Weitaus spannender zu verfolgen ist eine andere Entwicklung. Denn wenn Vitra mit dem „UnixChair" von Antonio Citterio nicht einen Stuhl in verschiedenen Ausführungen, sondern eine Art „Allrounder" präsentiert, so bedeutet das am Ende den Einstieg in ein Verfahren, das man aus der Autoindustrie kennt: die Plattformstrategie. Was, man kennt das, nicht bedeutet, das nun alle Modelle die gleiche „Bodengruppe", also den gleiche Fuß haben, sondern dass, bei veränderter Form und Funktion, immer häufiger gleiche Bauteile verwendet werden. Der Stuhl als Baukasten, das Thema wird uns in den kommenden Jahren sicher noch beschäftigen.
Ebenfalls von den Produktionsmethoden der Autoindustrie inspiriert ist „Chassis" von Stefan Diez, der nun, nach langer Entwicklungszeit, bei Wilkhahn endlich in Produktion geht. „Chassis" ist mehr als ein Bürostuhl, und er hat auch in seiner endgültigen Gestalt nichts von seiner technischen Eleganz eingebüßt. Auch wenn es schade ist, dass er noch nicht mit einem Sitz aus in Form gepresstem Leder zu haben ist, dafür aber in feinem weißen, schwarzen und grauen Lack. Allein die Büro-Cowboys werden traurig sein.
Der besondere Tisch
Bei aller Demokratisierung des Büros bleibt ein Rest an imperialem Gehabe. Es manifestiert sich in dem Tisch, an dem Entscheidungen fallen.
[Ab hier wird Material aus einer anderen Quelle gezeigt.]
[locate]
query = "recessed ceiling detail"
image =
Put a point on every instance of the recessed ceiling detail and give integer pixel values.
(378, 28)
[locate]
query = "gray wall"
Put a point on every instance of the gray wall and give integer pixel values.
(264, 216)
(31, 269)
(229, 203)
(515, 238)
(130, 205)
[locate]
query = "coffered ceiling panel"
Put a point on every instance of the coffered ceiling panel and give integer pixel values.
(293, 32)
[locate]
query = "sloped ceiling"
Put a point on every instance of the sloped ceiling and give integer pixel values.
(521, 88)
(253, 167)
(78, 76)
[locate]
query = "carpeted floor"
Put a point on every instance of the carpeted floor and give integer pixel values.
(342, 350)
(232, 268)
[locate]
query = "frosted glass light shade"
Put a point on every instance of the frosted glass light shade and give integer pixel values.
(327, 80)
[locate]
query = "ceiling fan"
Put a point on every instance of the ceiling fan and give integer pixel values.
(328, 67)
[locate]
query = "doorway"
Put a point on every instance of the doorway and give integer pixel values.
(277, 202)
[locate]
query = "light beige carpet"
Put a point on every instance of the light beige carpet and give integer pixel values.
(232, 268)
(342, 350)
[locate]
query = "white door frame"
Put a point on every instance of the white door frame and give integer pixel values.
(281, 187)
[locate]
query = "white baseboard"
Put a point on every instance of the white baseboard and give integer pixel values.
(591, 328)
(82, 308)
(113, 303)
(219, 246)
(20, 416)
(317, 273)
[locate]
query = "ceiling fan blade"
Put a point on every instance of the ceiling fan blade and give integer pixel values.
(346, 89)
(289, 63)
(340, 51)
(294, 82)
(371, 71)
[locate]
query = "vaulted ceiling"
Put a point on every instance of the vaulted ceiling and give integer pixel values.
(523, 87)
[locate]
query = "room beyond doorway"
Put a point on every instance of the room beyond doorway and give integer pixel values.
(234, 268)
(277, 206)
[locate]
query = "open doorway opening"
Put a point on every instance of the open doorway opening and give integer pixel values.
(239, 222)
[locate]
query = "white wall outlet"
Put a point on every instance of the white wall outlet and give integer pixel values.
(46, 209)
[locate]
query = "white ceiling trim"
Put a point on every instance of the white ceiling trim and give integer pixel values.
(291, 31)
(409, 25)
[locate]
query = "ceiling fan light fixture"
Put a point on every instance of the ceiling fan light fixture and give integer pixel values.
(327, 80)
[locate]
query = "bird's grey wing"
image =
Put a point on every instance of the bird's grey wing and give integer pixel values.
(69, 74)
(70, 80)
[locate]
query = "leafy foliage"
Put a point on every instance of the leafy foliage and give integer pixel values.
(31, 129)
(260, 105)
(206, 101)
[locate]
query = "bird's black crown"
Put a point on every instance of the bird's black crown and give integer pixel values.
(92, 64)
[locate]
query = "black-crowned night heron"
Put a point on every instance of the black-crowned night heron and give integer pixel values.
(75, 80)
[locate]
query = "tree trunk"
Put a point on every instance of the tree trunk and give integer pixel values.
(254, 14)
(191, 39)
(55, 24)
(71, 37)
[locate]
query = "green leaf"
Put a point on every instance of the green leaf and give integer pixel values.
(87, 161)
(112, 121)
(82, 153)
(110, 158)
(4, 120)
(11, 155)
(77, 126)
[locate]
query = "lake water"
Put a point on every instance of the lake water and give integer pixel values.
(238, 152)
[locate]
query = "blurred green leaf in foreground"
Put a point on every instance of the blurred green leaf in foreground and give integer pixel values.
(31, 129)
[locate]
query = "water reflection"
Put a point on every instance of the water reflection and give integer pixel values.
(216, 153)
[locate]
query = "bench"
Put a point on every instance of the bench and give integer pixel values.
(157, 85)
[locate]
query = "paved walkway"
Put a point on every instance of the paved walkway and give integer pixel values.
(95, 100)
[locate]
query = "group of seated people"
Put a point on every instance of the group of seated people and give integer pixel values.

Wobei dieser, je nach Designer und Unternehmenskultur, ganz unterschiedlich ausfallen kann. Gediegen, skulptural, klassisch-elegant und wertstabil bei Hadi Teherani und seinem „S 8000" für Thonet, sachlich, minimalistisch-kühl und antihierarchisch als Teamcenter mit verschließbarem Stauraum bei Naoto Fukasawa und seinem „Kuubo" für Vitra, schließlich extravagant, egomanisch, neo-avantgardistisch und manieristisch als „SitTable" von Ben van Berkel und UNStudio für Prooff. Wir aber wissen: Die nächste Bürogeneration kommt bestimmt. Schließlich ist das Büro ebenso ein Provisorium wie die Gesellschaft, die es hervorbringt.